Coming to Terms: South Africa's Search for Truth; Facing the Truth: South African Faith Communities and the Truth and Reconciliation Commission; Looking Back, Reaching Forward: Reflections on the Truth and Reconciliation Commission of South Africa

Written for different audiences at different levels, these three books explore the political, legal, and moral principles at play in South Africa's ongoing Truth and Reconciliation Commission (TRC). Meredith offers a lively journalistic description of the background and operation of the commission, its major dramatis personae, and the findings in its voluminous 1998 report. An afterword by Tina Rosenberg sets the South African exercise in the context of truth commissions in Latin America, eastern Europe, and elsewhere. Villa-Vicencio and Verwoerd have assembled 28 essays that collectively survey the origins, philosophy, achievements, and weaknesses of the commission. Readers will need some prior familiarity with South Africa's history and the workings of the TRC to absorb the full import of many of these intellectual reflections, which are written mainly for a South African audience.
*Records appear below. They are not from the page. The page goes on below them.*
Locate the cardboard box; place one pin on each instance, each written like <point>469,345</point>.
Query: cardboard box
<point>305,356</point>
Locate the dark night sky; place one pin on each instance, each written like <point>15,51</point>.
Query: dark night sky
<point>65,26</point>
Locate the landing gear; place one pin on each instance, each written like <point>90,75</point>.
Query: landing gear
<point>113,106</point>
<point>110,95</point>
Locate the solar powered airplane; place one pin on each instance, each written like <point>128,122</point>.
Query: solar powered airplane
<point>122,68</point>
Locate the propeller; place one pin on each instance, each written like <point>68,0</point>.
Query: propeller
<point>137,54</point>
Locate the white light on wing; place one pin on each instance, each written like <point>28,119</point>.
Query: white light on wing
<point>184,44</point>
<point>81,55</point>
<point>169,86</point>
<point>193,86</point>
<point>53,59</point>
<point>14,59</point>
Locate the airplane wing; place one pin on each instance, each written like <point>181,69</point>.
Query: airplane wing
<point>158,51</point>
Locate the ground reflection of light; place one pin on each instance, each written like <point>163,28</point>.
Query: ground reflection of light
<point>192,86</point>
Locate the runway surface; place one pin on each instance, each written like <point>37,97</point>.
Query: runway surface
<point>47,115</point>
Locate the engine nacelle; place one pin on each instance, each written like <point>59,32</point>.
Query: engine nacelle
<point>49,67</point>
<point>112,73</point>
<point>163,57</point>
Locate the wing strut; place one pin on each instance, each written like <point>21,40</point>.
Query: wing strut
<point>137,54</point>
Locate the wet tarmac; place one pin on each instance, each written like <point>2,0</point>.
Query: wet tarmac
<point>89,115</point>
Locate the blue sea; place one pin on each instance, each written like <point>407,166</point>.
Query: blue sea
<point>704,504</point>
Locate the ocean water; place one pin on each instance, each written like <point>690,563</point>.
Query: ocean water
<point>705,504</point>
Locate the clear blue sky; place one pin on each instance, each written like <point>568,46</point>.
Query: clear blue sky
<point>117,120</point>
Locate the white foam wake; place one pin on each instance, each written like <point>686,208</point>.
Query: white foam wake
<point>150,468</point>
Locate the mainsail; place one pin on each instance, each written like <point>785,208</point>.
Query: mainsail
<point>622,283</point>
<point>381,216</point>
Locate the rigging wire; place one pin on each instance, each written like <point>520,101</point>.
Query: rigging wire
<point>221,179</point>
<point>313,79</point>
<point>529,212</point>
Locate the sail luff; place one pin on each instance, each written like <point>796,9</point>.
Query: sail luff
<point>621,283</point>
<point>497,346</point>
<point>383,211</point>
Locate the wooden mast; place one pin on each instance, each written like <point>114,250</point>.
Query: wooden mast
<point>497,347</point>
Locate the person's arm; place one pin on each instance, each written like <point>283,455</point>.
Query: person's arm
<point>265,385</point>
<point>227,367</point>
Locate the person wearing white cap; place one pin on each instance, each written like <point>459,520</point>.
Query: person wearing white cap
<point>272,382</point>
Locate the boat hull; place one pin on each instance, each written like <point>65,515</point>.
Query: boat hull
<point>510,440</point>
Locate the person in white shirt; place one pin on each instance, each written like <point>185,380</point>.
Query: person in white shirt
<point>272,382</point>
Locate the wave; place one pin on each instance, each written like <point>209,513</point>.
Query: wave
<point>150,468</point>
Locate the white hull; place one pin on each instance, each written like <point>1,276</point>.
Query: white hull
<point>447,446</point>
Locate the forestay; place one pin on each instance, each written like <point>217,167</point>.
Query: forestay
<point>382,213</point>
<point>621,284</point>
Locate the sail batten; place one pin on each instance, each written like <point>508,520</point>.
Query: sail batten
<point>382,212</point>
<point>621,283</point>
The authors, some of whom are prominent figures, are drawn from all South African ethnic groups. The more specialized work edited by Cochrane and his colleagues illuminates how South African religious organizations sought to explain, apologize for, or in some cases justify to the TRC their actions and inactions during the apartheid era. All three books are important tools for understanding what some commentators have judged to be the world's most effective national truth commission to date.